The four vector will transform precisely thus, in the vector representation of the Lorentz group, so in an arbitrary frame it will have components $$S^\mu = (s, \mathbf S'), $$ where since the length of the vector is invariant we must have $-s^2 + \mathbf S^{\prime 2}= \mathbf S^2$. In fact we can show that the zeroth component of the spin vector is proportional to the helicity of the particle (an invariant): $s = h|\mathbf p|$ where $\mathbf p$ is the (non-invariant) three momentum of the particle in whatever frame you're in and h is its helicity. Helicity is essentially the projection of the particle's spin in the direction of its motion - - as such for massless particles spin coincides with helicity.

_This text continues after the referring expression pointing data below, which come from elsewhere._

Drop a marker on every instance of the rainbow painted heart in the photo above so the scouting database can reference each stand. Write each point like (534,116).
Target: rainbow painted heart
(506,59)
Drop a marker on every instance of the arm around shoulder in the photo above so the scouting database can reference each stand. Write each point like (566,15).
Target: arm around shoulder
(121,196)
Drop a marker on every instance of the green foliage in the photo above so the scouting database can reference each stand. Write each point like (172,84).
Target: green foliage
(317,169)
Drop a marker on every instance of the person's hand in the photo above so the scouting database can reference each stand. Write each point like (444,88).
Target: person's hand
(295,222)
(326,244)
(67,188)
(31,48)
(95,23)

We can give an explicit form for the spin vector following Pauli-Lubanski that has the properties mentioned above. Let (their notation) $$W^\mu := \frac{1}{2} \varepsilon^{\mu}{} _{\nu \alpha \beta} P^\nu M^{\alpha \beta } $$ With $P^\nu$ the components of the four momentum and $M^{\alpha \beta }$ the (matrix valued) generators of the Lorentz group (for vectors this is just the orbital angular momentum but for the spin 1/2 representation there is an additional piece involving the $\gamma$ matrices). Note that in the rest frame, $P^\nu = (t, \mathbf 0)$ and the anti-symmetry of the Levi-Civita tensor implies that $W^0=0.$ we can get a more general relation than this by noting that in all reference frames $P_\mu W^\mu =0$ so the spin vector is covariantly orthogonal to the particle velocity.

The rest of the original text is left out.